Le ton est donné et certains pourront même prétendre
que Chihiro est une adaptation très libre du Alice
aux Pays des Merveilles de Walt Disney (1950), lui-même
tiré du livre éponyme de Lewis Carrol. Il faut reconnaître
que cette affirmation n'est pas fausse. Mais il ne s'agit ici
heureusement pas d'un remake, même si l'histoire pourrait
le faire penser.
Comme
tous les films de Miyazaki, Le Voyage de Chihiro
nous apporte son lot de surprises et de réflexions.
Parmi celles-ci, on pourra noter la présence d'une divinité
récurrente parmi les croyances japonaises, Sans-Visage,
qui attire ses victimes en leur promettant monts et merveilles
afin de mieux les dévorer. Dans Le Voyage de
Chihiro, Sans-Visage cherche désespérément
quelque chose, mais on ne sait quoi. Toujours est-il que ce dernier
est attiré par Chihiro et lui propose sans cesse des pépites
d'or en échange d'une chose que lui seul connaît...

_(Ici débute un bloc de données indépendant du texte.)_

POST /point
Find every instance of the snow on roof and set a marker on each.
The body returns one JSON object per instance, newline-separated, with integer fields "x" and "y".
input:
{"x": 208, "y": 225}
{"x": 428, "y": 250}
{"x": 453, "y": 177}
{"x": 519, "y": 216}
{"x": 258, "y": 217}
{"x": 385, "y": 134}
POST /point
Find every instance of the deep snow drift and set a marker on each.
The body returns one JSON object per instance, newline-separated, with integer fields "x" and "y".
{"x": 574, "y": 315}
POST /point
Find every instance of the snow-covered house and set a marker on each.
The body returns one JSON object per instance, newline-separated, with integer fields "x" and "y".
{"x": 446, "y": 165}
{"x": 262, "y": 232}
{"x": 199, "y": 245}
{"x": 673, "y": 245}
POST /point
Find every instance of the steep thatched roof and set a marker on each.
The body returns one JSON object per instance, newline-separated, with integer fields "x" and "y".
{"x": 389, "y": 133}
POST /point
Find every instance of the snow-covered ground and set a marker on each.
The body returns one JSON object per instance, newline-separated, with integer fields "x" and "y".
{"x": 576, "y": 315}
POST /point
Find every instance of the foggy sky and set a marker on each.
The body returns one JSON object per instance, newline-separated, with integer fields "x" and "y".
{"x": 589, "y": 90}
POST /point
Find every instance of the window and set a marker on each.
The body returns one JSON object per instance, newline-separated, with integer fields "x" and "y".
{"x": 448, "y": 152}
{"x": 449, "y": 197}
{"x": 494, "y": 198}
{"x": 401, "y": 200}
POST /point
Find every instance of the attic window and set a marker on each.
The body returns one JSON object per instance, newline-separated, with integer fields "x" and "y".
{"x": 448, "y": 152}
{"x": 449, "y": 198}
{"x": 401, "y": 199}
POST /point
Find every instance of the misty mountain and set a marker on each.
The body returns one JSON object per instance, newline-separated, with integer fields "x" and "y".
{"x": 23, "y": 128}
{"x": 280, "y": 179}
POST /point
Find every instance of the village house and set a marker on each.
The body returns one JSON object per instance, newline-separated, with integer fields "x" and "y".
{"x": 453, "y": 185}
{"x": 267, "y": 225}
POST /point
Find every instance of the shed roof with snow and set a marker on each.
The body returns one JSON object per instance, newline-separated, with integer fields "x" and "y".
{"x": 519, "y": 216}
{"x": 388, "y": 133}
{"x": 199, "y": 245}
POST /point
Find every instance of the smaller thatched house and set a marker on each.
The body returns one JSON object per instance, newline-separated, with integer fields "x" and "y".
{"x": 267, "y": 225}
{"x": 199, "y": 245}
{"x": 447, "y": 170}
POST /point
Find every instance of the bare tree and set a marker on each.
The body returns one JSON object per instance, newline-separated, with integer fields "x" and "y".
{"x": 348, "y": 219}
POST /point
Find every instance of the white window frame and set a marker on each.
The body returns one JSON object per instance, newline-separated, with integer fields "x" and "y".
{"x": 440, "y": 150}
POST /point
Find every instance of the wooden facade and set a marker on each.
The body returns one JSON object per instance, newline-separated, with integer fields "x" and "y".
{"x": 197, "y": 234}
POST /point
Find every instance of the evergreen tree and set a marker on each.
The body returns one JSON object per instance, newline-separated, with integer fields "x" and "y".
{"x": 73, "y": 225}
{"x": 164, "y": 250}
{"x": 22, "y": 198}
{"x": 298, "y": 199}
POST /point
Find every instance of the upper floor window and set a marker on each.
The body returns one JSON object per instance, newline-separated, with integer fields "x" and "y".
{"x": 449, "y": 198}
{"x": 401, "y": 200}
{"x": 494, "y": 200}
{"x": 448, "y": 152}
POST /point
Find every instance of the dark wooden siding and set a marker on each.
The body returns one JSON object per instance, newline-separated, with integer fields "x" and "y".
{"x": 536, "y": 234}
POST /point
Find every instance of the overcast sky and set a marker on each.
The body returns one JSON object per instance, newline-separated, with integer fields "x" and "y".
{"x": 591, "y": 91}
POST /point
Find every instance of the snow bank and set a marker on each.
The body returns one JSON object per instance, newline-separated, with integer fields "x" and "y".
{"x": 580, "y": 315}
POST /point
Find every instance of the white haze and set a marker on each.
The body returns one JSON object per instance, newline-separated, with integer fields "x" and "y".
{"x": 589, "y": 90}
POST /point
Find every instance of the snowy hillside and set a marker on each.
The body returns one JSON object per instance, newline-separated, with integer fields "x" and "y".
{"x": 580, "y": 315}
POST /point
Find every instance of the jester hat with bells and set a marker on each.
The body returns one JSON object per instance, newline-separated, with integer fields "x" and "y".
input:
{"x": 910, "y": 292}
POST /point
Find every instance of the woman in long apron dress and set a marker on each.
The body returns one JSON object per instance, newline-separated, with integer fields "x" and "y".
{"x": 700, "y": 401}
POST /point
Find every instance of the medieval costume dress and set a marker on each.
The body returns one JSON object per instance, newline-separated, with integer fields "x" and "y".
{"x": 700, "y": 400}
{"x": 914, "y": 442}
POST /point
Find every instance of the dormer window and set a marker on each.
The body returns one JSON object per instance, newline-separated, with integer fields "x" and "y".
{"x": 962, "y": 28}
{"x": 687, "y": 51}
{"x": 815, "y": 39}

Chacun pourra interpréter ceci comme il le voudra, mais
force est de constater que ce film amène à réfléchir.
 
Autre réflexion,
et pas des moindres, celui du passage de Chihiro de l'enfance
à l'âge "adulte". Pleurnicheuse et insupportable
au début du film, elle finit par se prendre en mains par
amour pour ses parents afin de les sauver. Le titre du film prend
alors une autre signification : il ne s'agit pas seulement d'un
voyage physique, mais également d'un voyage de spirituel
("Spirited Away", titre américain), voyage dont
le terme aboutira à une nouvelle Chihiro, différente
et mature.

Techniquement, Le
Voyage de Chihiro est loin d'être médiocre.
C'est superbe et riche en couleurs, très agréable
pour les yeux. Inutile donc de s'éterniser sur ce point.
En revanche, arrêtons-nous un instant sur la bande son.
En effet, les musiques de ce film, composées de mains de
maître par Joe Hisaishi, sont sans doute les meilleures
entendues dans d'un dessin-animé. Surpassant sans problèmes
les somptueuses mélodies de Princesse Mononoke,
celles du Voyage de Chihiro nous transportent
dans un autre monde, laissant le piano évoquer une Chihiro
perdue dans une prairie orchestrale de toute beauté.
Certains thèmes sont même extrêmement opposés,
passant d'une mélodie dans le plus pur style français
à une autre dont les consonances sont typiquement japonaises.

Le Voyage
de Chihiro est donc un film exceptionnel qui se
hisse parmi les plus beaux, tous styles confondus ; une expérience
fantastique et très enrichissante, qui permettra aux enfants
occidentaux de découvrir le Japon et ses merveilles autrement
que par des niaiseries comme Pokemon,
a contrario dégradant pour une animation nippone qui peut-être,
comme avec Le Voyage de Chihiro, source
de beauté, d'intelligence et de découvertes.